Pouco tempo
Ainda no topo das intenções de votos, Beto Richa enfrenta, nesses dias e mais ainda nos próximos meses, desafios cruciais: a demanda dos professores é, ao lado da que promovem os guardas de presídio, a mais delicada por resultar de empenho da palavra dos seus secretários, compromisso de honra, inclusive no caso do magistério festejado nas ruas em passeata. Nesse cronograma aziago há ainda a desesperada busca de recursos para fechar as folhas do pessoal do fim de ano e que montam R$ 3,6 bilhões num instante de escassez de recursos.
É a travessia do Rubicão que sinalizará se o fim de ano será amargo ou doce, tantas as energias até lá dispersadas. Hoje tem chance de faturar parcialmente o retorno da Audi, ontem celebrado em Brasília por organismos federais, pela parte que lhe caberá nesse compromisso e momento adequado para um balanço em torno das inversões acumuladas que superariam os R$ 20 bilhões, tantas vezes referido.
Ultrapassada a etapa e cicatrizadas as feridas, virá o momento da seriedade: o de fazer o serviço de casa até hoje desprezado especialmente nas finanças e na postura, um pouco mais de austeridade, mormente se não vier o maná bíblico de Brasília, há tanto aguardado, daqueles recursos retidos e dos investimentos bloqueados. Medidas heroicas como o corte de secretarias e cargos em comissão conflitam com o projeto mais imediato da reeleição.

Correções
Pequenas correções administrativas em andamento como a transformação do Instituto Simepar em empresa e também a relativa à Rádio e TV Educativa revelam o ritmo lento do que chamam de reforma. Ausência de pique.

Obviedade
O esperado relatório do Tribunal de Contas constatou o óbvio na existência de cartel em Curitiba, induzido pelo setor público desde a sua origem nos anos 50 com os chamados "monopólios de áreas seletivas", mas entende a licitação como anulável. Essa matéria se passasse pelo colegiado do TC, um dos seus membros, Ivan Bonilha, isentar-se-ia por suspeição, uma vez que era aquele tempo o procurador do Município de Beto Richa-Luciano Ducci. Outra obviedade: a reidentificação jurídica da Urbs, olhada como anômala, híbrido de sociedade anônima e empresa pública.

Ausência
Faz falta nesse momento, tanto na questão da Urbs como na crise do Coritiba, a intervenção do jornalista Cândido Gomes Chagas.

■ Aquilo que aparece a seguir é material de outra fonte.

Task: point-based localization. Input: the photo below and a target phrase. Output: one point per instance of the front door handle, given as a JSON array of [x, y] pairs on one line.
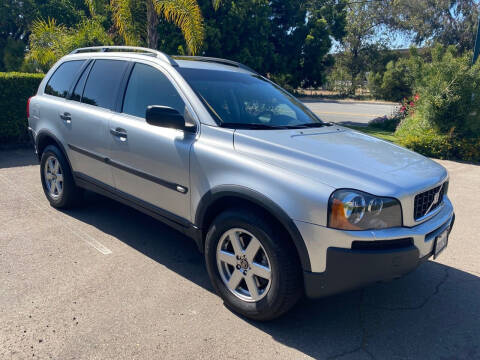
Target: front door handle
[[120, 133], [66, 117]]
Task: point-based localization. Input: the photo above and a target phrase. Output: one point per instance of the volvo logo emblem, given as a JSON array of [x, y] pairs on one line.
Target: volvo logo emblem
[[436, 199]]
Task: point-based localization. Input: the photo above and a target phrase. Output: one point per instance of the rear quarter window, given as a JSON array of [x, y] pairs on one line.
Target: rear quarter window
[[103, 83], [60, 82]]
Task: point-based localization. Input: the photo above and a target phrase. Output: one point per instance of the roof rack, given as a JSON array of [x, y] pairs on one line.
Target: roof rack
[[156, 53], [214, 60]]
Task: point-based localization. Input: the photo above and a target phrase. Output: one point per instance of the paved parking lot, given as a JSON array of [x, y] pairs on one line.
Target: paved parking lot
[[350, 112], [107, 282]]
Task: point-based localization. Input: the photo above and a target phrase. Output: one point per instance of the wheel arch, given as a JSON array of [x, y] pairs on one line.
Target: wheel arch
[[220, 198], [45, 138]]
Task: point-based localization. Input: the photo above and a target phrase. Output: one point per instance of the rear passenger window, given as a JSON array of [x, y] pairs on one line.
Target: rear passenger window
[[102, 83], [62, 78], [78, 90], [148, 86]]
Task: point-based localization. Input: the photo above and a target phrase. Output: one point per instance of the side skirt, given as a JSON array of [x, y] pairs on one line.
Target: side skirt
[[176, 222]]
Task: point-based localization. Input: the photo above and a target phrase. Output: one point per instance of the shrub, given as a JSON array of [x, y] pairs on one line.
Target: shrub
[[418, 135], [398, 79], [15, 89], [449, 90]]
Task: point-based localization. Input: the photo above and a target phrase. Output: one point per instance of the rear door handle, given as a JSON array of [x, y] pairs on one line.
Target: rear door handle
[[66, 117], [120, 133]]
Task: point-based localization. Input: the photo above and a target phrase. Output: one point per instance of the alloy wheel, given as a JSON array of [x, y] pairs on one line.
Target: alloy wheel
[[53, 177], [244, 265]]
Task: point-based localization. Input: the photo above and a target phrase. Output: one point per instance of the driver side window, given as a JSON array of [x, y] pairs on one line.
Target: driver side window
[[149, 86]]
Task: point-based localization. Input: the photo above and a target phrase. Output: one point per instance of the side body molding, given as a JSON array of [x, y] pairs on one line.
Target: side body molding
[[260, 200]]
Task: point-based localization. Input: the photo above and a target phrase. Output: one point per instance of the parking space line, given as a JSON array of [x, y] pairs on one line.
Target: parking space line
[[79, 233]]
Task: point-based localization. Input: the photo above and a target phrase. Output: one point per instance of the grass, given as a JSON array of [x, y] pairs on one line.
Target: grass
[[371, 130]]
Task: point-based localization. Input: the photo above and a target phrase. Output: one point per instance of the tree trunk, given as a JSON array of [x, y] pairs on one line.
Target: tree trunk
[[152, 24]]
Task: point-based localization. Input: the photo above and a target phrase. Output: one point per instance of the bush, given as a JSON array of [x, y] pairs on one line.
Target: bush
[[15, 89], [449, 90], [418, 135], [398, 79]]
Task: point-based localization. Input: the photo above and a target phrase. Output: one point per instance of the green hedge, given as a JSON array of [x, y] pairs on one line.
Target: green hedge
[[15, 89]]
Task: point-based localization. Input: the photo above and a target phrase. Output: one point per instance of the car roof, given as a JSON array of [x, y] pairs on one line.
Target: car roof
[[192, 62]]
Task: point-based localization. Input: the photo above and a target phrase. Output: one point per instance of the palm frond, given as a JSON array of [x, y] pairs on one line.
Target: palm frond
[[216, 4], [123, 19], [187, 16]]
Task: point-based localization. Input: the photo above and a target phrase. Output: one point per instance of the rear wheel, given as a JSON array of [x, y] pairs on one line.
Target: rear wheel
[[57, 179], [252, 265]]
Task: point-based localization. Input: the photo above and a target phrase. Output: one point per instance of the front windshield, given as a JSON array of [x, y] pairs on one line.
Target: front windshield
[[247, 100]]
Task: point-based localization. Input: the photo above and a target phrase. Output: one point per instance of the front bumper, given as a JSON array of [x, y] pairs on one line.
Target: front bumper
[[350, 269], [337, 265]]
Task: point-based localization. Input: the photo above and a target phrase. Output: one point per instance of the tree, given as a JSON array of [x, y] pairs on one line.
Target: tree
[[448, 22], [358, 48], [49, 41], [137, 21]]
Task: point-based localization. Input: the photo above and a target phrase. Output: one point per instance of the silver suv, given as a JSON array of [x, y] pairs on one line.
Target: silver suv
[[281, 203]]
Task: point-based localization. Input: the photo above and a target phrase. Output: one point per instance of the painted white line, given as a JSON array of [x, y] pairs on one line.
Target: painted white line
[[79, 233]]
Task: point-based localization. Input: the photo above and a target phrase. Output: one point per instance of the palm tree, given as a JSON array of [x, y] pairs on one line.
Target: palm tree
[[185, 14]]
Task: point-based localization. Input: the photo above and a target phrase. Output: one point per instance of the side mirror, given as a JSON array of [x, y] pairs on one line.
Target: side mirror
[[165, 116]]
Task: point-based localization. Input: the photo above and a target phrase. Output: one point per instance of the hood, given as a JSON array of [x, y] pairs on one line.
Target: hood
[[342, 158]]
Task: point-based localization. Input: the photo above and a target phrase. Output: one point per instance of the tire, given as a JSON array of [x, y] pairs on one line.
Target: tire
[[62, 194], [272, 297]]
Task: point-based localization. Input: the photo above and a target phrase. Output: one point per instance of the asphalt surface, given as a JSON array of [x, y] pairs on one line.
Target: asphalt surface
[[107, 282], [349, 112]]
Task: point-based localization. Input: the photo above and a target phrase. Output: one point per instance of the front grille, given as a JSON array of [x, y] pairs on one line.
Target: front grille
[[425, 202]]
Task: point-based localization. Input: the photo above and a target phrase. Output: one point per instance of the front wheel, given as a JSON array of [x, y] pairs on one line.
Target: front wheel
[[252, 265], [57, 179]]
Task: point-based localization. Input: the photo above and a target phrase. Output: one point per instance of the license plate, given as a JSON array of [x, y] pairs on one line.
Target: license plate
[[441, 242]]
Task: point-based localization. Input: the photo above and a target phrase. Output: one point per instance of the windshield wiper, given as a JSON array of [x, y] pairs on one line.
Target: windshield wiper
[[257, 126], [312, 125]]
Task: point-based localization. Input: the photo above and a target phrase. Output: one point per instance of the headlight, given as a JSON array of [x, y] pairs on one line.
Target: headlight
[[356, 210]]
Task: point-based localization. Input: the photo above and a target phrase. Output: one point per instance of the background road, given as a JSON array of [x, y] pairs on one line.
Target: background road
[[349, 112], [107, 282]]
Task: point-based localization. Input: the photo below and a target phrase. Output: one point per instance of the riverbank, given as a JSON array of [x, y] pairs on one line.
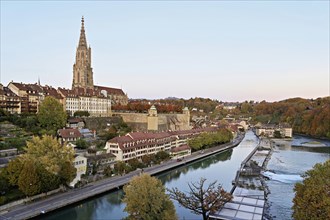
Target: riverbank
[[249, 189], [91, 190]]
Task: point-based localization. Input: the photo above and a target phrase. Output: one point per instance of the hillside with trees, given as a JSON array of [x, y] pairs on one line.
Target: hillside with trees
[[310, 117]]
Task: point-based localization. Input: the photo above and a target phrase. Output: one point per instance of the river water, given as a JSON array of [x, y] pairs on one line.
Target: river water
[[222, 168], [289, 161]]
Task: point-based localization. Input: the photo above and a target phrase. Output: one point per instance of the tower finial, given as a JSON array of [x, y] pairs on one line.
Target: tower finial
[[82, 40]]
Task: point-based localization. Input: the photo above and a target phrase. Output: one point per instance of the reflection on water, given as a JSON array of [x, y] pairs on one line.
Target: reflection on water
[[221, 167], [289, 163]]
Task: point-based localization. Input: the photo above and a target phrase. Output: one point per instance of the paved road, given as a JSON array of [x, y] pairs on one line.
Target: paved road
[[53, 202]]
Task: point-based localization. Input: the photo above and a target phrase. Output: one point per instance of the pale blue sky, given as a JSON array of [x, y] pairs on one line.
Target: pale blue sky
[[225, 50]]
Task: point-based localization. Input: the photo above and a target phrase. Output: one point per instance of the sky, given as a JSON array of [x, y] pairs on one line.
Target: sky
[[224, 50]]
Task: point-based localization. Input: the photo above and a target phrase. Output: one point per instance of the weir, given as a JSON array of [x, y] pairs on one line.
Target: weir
[[249, 197]]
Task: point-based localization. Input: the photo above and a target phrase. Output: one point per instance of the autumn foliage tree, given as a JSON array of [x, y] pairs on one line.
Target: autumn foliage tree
[[45, 165], [200, 200], [51, 115], [145, 199], [312, 199]]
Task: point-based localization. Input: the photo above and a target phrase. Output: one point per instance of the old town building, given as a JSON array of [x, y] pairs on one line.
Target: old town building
[[137, 144]]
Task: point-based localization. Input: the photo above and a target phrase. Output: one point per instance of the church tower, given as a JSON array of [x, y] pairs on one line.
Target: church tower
[[82, 70]]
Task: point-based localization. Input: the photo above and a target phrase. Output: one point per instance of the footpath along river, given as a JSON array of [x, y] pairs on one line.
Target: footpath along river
[[221, 167], [286, 162]]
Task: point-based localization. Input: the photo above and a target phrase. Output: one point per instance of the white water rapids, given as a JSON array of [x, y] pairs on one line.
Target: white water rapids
[[284, 178]]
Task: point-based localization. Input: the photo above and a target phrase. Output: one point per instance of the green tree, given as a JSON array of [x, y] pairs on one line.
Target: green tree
[[81, 114], [162, 155], [135, 164], [49, 152], [51, 115], [67, 172], [29, 181], [202, 201], [312, 199], [121, 167], [145, 198], [14, 169], [83, 144], [146, 159]]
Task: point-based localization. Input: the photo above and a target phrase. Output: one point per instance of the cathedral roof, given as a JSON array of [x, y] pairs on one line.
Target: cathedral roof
[[82, 39], [113, 91]]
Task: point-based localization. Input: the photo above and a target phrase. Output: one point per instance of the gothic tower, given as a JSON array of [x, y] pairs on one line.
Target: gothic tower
[[82, 70]]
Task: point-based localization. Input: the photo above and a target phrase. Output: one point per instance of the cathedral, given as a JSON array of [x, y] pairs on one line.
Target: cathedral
[[83, 72], [19, 98]]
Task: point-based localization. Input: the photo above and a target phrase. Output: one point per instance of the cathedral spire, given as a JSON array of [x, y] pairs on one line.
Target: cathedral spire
[[82, 39], [82, 69]]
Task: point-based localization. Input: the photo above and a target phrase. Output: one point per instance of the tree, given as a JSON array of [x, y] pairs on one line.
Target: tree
[[49, 152], [312, 199], [14, 169], [51, 115], [81, 114], [121, 167], [145, 198], [83, 144], [202, 201], [29, 181]]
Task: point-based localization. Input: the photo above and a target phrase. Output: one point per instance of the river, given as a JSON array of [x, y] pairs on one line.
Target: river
[[289, 161], [221, 167]]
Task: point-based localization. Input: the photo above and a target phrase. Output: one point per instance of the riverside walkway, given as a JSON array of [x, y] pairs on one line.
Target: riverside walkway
[[48, 204], [249, 196]]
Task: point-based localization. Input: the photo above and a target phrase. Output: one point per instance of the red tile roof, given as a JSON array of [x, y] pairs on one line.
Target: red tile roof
[[69, 133], [180, 148], [113, 91]]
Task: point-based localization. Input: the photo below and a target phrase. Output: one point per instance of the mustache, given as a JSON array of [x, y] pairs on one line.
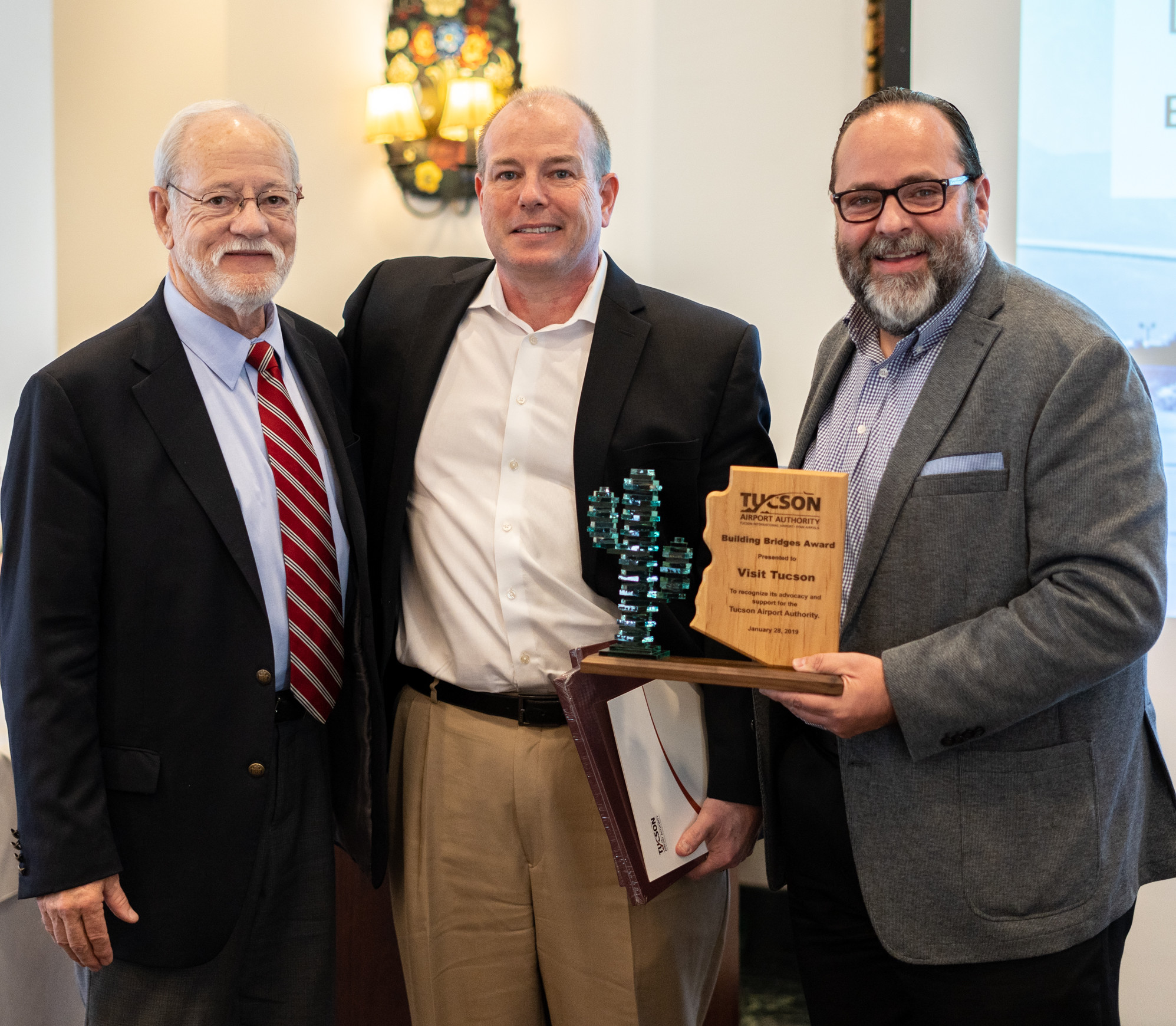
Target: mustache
[[248, 246], [908, 246]]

No conselho coxa não deixaria pedra sobre pedra e mostraria a culpa conjunta da diretoria em mal negociar jogadores (vender seus melhores ativos como Leandro Donizetti e Everton Ribeiro e trocá-los por reservas e adquirir "baleados") e gerir na contramão da história do clube perdendo duas finais nacionais.

Folclore
Houve um tempo em que polêmica literária em Curitiba dava briga feia e rupturas para toda a vida. O historiador David Carneiro e Leonor Castelano pelo Centro de Letras do Paraná entraram em conflito com Valfrido Piloto. A contenda foi de tal ordem que David e Valfrido se encontraram num guardamento e até o falecido, dizem, passou mal.

Quem paga?
O transporte coletivo da capital não chega a um consenso com o relatório do TC: da licitação para cá, além do pagamento de R$ 265 milhões pela outorga, os empresários adquiriram mais 600 ônibus, quem os indenizará? Se houver nova licitação teremos pendência como também se tudo continuar como está.

Sinistro
Incêndio dos depósitos da Electrolux e o choque de 23 carros na BR-277 em São Luis do Purunã, a medida da tragédia de ontem.